To verify the cached file manually:
python - <<'PY'
from pathlib import Path
from annolid.utils.model_assets import sha256sum
print(sha256sum(Path("~/.annolid/workspace/downloads/tapnext.onnx").expanduser()))
PY
GUI Workflow¶
- Open a video in Annolid.
- Go to the frame where the target points are clearly visible.
- Add manual
pointlabels for landmarks you want to track. - Optionally add a
polygonaround a region if you want Annolid to sample multiple tracking points inside it. - Save the annotation for that frame.
- Select TAPNext (ONNX) from the model dropdown.
- Click the prediction/tracking button to start from the current frame.
- Review the predicted frame JSON files and correct any drift or mislabeled points before using the data for analysis.
For long videos, start with a short range first. Confirm that the points follow the right structures, then run the longer segment.
Output¶
TAPNext writes LabelMe-compatible JSON files into the video result folder, the same folder Annolid uses for other tracking outputs:
<video_name>/<video_name>_000000001.json
<video_name>/<video_name>_000000002.json
...
Each predicted shape is a point with:
- the original label,
- the tracked coordinate,
- a visibility flag,
- a description identifying the TAPNext ONNX backend.
These JSON files can be reviewed in the GUI and exported through the usual Annolid tracking/analysis tools.
Choosing Good Prompts¶
Use prompts that are visually stable across frames:
- Place point prompts on distinctive body parts, joints, or landmarks.

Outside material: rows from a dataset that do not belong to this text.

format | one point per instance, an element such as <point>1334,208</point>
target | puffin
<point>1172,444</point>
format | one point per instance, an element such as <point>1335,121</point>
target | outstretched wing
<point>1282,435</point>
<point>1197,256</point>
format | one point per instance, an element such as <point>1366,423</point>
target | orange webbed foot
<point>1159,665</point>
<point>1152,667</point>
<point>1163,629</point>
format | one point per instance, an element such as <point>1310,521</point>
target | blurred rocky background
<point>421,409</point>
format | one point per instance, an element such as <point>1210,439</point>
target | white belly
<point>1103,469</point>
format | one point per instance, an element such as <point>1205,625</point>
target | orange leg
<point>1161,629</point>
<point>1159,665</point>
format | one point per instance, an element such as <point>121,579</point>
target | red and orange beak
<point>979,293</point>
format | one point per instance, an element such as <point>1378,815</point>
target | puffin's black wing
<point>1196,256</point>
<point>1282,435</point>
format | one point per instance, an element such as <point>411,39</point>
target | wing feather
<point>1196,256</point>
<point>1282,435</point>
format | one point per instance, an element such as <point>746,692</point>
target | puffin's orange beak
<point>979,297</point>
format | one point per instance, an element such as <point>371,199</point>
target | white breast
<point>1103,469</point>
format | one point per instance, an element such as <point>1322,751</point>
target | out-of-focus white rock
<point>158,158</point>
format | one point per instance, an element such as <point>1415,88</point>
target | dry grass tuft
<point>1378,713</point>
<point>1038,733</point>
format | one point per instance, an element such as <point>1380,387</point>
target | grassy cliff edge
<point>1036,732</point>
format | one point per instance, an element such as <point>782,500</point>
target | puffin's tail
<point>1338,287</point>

- Avoid points on uniform texture, motion blur, shadows, or reflections.
- Prefer several named points over one ambiguous point when the animal rotates.

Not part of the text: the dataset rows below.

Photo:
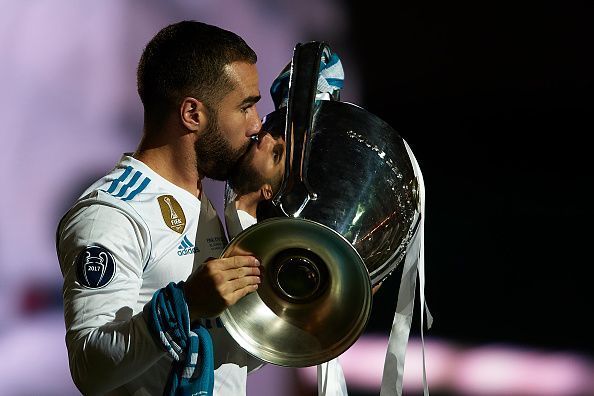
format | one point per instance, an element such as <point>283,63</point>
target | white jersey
<point>129,234</point>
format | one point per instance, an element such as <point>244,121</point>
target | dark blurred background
<point>494,98</point>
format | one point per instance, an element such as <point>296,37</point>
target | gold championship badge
<point>173,215</point>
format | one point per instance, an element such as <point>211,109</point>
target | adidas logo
<point>186,247</point>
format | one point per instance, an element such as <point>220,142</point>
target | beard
<point>215,158</point>
<point>244,178</point>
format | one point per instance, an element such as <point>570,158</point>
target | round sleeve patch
<point>95,267</point>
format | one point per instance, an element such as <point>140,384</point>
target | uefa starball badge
<point>95,267</point>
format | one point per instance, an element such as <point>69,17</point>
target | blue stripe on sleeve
<point>142,186</point>
<point>117,181</point>
<point>129,184</point>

- For polygon prompts, use compact regions around the structure you care about.
- Save a clean manual frame before starting a long run.

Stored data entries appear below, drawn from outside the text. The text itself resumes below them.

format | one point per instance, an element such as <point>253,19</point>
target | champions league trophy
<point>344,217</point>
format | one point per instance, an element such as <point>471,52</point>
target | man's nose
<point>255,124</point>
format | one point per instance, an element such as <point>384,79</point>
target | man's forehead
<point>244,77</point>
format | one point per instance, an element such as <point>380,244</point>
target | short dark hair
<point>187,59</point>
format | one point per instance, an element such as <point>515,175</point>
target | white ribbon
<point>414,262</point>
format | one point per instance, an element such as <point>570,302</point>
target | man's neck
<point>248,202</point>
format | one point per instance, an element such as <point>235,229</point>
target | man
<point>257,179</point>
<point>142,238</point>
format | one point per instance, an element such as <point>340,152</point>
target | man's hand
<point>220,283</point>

If the tracker drifts, stop the run, correct the frame where the drift begins, save that annotation, and continue tracking from the corrected frame.
Performance Notes¶
TAPNext runs in fixed-length ONNX clips and saves frames incrementally. Progress starts after the model is downloaded, loaded, and the first clip finishes.
On macOS, PyTorch MPS does not accelerate ONNX Runtime inference. Annolid uses the ONNX Runtime providers available on the machine. CUDA is used when available; otherwise TAPNext normally runs on CPU. CoreML can be tried explicitly:
ANNOLID_TAPNEXT_USE_COREML=1 annolid
Use CoreML only if it is faster and stable on your machine. Some ONNX models with dynamic video/query shapes can load or run more reliably on CPU.
Troubleshooting¶
| Problem | What to check |
|---|---|
| First run appears slow | Confirm the model is downloading. The file is about 938 MB. |
| Download fails | Check internet access and write permission for ~/.annolid/workspace/downloads. |
| Checksum mismatch | Delete ~/.annolid/workspace/downloads/tapnext.onnx and run again. Annolid will redownload it. |
| No point prompts found | Save at least one manual point or polygon annotation before tracking. |
| Tracking results are poor | Use clearer seed points, start from a sharper frame, or correct and restart from the first drift frame. |
| No MPS provider appears | This is expected for ONNX Runtime. MPS is a PyTorch backend, not an ONNX Runtime execution provider. |
When to Use a Different Tracker¶
Use TAPNext when your output should be tracked points or sampled points inside a region.
Use a segmentation tracker such as Cutie or SAM3 when you need full object masks or polygons. Use CoTracker/CoWTracker when you want an alternative point tracker and already have a workflow tuned for those models.